BMS becomes more attractive when the buyer is solving a broader production problem instead of only a basic paper-label cure problem. Longchang describes BMS as a Norrish type II photoinitiator that delivers high reactivity, surface cure, and depth cure with an amine synergist in UV and LED-curable formulations, and explicitly positions it for flexographic, screen, offset, and inkjet inks plus overprint varnishes.

  • white systems containing titanium dioxide or other colored systems
  • a stronger balance of surface dry and through-cure
  • finish-layer or varnish crossover decisions
  • one route with both mercury-lamp and UV-LED relevance

When 184 is the better fit

184 still matters because many wet glue label jobs benefit from a simple, credible benchmark before moving to more specialized routes. Longchang explicitly lists offset, screen, flexographic, and inkjet printing inks, along with labels ve paper varnishes. The page also describes high absorption efficiency around 365 nm, rapid curing, and fit for low to medium-thickness coatings, inks, and adhesives.

  • routine conventional UV paper-label screening
  • clear, transparent, or lightly colored systems
  • a fast baseline comparison against more specialized options
  • a familiar 365 nm cure window

How buyers should shortlist

  1. Start with label appearance pressure. Bright paper labels, white graphics, and color-sensitive beverage work should not use exactly the same first shortlist as a simpler one-color paper label job.
  2. Check the real print route. Offset-style wet glue labels and flexo-led wet glue labels often reward different starting assumptions even when the application is similar.
  3. Separate surface cure from through-cure. A label face can feel dry enough to handle and still leave the buyer exposed to rub, blocking, or appearance problems later.
  4. Keep the workflow visible. Wet glue label projects often behave differently from film-label formats, so do not borrow the shortlist blindly from pressure-sensitive or shrink-sleeve work.

Önerilen Longchang ürün yolları

Related reading for the same cluster:

SSS

Which photoinitiator is best for wet glue label inks?

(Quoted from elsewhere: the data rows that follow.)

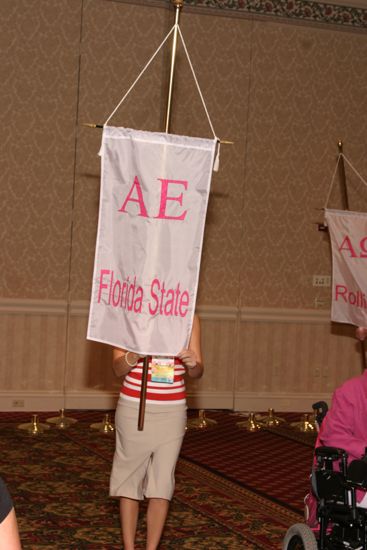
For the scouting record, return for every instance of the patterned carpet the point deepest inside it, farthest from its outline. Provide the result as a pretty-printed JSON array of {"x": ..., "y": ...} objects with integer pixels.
[{"x": 234, "y": 489}]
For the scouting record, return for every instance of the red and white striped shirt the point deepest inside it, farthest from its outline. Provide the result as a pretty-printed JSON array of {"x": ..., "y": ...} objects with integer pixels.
[{"x": 157, "y": 392}]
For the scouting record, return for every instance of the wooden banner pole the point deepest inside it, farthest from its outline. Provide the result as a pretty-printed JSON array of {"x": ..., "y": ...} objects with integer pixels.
[{"x": 178, "y": 6}]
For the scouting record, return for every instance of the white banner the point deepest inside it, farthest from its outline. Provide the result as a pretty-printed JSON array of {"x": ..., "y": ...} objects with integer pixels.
[
  {"x": 154, "y": 196},
  {"x": 348, "y": 235}
]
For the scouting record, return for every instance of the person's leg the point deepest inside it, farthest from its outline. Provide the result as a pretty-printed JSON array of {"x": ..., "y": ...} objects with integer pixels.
[
  {"x": 9, "y": 535},
  {"x": 129, "y": 511},
  {"x": 156, "y": 518}
]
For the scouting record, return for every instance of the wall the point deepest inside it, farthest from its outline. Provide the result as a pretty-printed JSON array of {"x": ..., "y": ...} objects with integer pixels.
[{"x": 284, "y": 86}]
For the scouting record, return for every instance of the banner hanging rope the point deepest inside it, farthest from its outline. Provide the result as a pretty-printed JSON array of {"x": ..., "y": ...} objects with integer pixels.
[
  {"x": 147, "y": 65},
  {"x": 341, "y": 155}
]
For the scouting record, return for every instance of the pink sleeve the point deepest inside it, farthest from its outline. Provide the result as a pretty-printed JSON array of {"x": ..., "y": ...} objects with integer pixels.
[{"x": 338, "y": 427}]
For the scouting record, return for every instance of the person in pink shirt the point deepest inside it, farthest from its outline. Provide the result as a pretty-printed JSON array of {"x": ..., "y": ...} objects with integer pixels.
[{"x": 345, "y": 424}]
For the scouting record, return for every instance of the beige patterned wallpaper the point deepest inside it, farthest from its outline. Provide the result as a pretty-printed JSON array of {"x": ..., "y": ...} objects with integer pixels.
[{"x": 283, "y": 91}]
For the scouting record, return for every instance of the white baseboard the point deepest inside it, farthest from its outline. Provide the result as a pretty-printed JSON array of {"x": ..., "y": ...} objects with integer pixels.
[
  {"x": 247, "y": 402},
  {"x": 54, "y": 401},
  {"x": 256, "y": 402}
]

There is no single best answer. In Longchang’s current product set, TPO-L is a strong first route for low-yellowing white or colored wet glue label inks, BMS is a stronger balanced route for harder cure and finish-sensitive jobs, and 184 is the practical benchmark for routine conventional UV screening.

Why are wet glue labels different from pressure-sensitive labels in photoinitiator selection?

Because the label format, face stock, print route, and commercial handling pressure are not identical. Wet glue labels are commonly paper-based and often sit closer to offset or flexographic bottle-label workflows than film-label selection logic.

When should a buyer start with TPO-L instead of 184?

Start with TPO-L earlier when the label job includes white or more opaque color areas, lower-yellowing pressure, or a broader offset/flexo crossover requirement. Start with 184 when the system is simpler and the team wants a clean 365 nm benchmark first.

Next step

If your wet glue label project is mainly a low-yellowing white or colored paper-label job, start by screening TPO-L. If the line is struggling with harder cure, finish interaction, or UV-LED-ready flexibility, move BMS higher. If the job is routine and needs a credible conventional UV reference point, begin with 184 and then expand only if the actual wet glue label performance demands it.